Esse espaço de não-ação (não-reatividade?) me ajudou a ver que essa fala se manifestava também como debates meus imaginando conversas com outras pessoas. Parece uma coisa interessante (e é!) mas adicione uma pitada de neurose e logo se nota uma imaginação catastrófica, frequentemente ansiosa, com efeito sobre o corpo no estado geral de cansaço cumulativo e adoecimento que uma pessoa irá vivenciar e que chamamos velhice. Se isso parece um pouco deprimente, recorde-se dos "espaços" entre as falas, entre as palavras e entre as sentenças. Esse hiato, esse hiato é como um filão de ouro.
Uma joia é a capacidade da fala de ouvir (!) a própria voz. E como esta parece ter características fantasmagóricas, de sonho, de miragem sônica, com tom, passo e ritmo aparentes. Passei a ouvir as palavras que gostaria de dizer antes de vocalizá-las, o que acabou por me ajudar a experimentar não responder a estímulos e provocações de sobressalto. Em meio a isso, notei que por trás das palavras (ou seria em meio a elas?) parece haver um impulso, uma “energia” que sustenta a fala e, mais especificamente, a qualidade dela. Por exemplo, se essa “energia” está "contaminada" com malícia, a fala interna tende ao malevolente; se é vocalizada, muitas vezes é maledicente. Entra aí a investigação de elementos como 1) visão de si e do mundo, 2) emotividade e 3) motivação na fala.
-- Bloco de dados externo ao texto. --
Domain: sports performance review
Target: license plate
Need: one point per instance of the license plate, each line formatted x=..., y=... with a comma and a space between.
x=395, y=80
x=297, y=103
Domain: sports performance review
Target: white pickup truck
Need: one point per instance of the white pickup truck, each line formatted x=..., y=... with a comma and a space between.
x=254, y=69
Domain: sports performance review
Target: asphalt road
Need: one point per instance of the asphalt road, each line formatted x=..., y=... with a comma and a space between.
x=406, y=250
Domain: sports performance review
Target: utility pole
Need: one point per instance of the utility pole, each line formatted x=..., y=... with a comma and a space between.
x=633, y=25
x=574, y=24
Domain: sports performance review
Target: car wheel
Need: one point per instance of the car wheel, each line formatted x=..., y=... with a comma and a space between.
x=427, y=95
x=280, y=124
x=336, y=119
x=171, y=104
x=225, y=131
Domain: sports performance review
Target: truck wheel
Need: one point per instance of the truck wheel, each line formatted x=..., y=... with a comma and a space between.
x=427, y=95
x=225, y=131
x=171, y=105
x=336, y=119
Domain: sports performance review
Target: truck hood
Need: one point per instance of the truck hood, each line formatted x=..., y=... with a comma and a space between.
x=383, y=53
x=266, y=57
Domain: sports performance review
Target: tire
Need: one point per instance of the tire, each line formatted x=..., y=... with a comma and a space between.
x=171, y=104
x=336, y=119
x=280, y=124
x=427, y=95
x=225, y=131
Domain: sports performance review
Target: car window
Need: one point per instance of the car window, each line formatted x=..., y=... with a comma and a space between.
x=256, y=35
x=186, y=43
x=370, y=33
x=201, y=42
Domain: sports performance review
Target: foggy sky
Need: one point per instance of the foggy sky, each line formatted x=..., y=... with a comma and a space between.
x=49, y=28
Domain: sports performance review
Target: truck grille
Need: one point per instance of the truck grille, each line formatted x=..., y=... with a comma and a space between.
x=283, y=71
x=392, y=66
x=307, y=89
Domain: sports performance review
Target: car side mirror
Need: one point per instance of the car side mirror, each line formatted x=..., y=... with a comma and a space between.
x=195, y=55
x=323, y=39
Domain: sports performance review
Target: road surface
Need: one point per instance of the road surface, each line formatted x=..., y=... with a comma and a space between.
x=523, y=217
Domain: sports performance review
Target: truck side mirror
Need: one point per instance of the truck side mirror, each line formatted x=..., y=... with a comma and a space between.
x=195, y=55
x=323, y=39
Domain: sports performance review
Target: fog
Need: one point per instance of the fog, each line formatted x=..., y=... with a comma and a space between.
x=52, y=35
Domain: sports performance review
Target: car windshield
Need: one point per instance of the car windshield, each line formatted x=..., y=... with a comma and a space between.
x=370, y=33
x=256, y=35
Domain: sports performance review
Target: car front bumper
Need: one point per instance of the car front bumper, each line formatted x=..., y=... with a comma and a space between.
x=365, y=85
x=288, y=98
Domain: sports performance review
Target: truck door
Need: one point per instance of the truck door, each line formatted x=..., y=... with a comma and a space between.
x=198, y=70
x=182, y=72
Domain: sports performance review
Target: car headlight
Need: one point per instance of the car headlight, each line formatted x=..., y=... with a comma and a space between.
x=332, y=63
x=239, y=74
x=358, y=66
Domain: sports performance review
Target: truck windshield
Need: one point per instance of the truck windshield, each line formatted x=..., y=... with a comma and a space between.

Com isso, inferimos que fala é um agregado com autonomia limitada, existente e condicionada por fatores tão aparentemente apartados quanto atenção, gramática e mitologia, problemas gástricos, espaço… Bem, a lista é longa e aponta para uma característica da fala: ela é interdependente, não existe por si mesma, não é dona de si, existe no mundo como o mundo, aparecendo do espaço como espaço de fala e consciência. A fala brilha, mesmo quando é sinistra e melancólica a fala brilha. O fascínio com a radiância de seu brilho não chega a espantar; gostamos de luzes e coisas brilhantes. O milenar mercado de joias preciosas atesta nosso apreço pelo luzidio, pelo luminescente e pelo translúcido. Mas esse é apenas um aspecto mais externalizado de nosso encantamento pela luz. No passado esse peculiar embruxamento pela luz - "luz da mente, luz da fala, luz do mundo" - já foi chamado de “Maya”.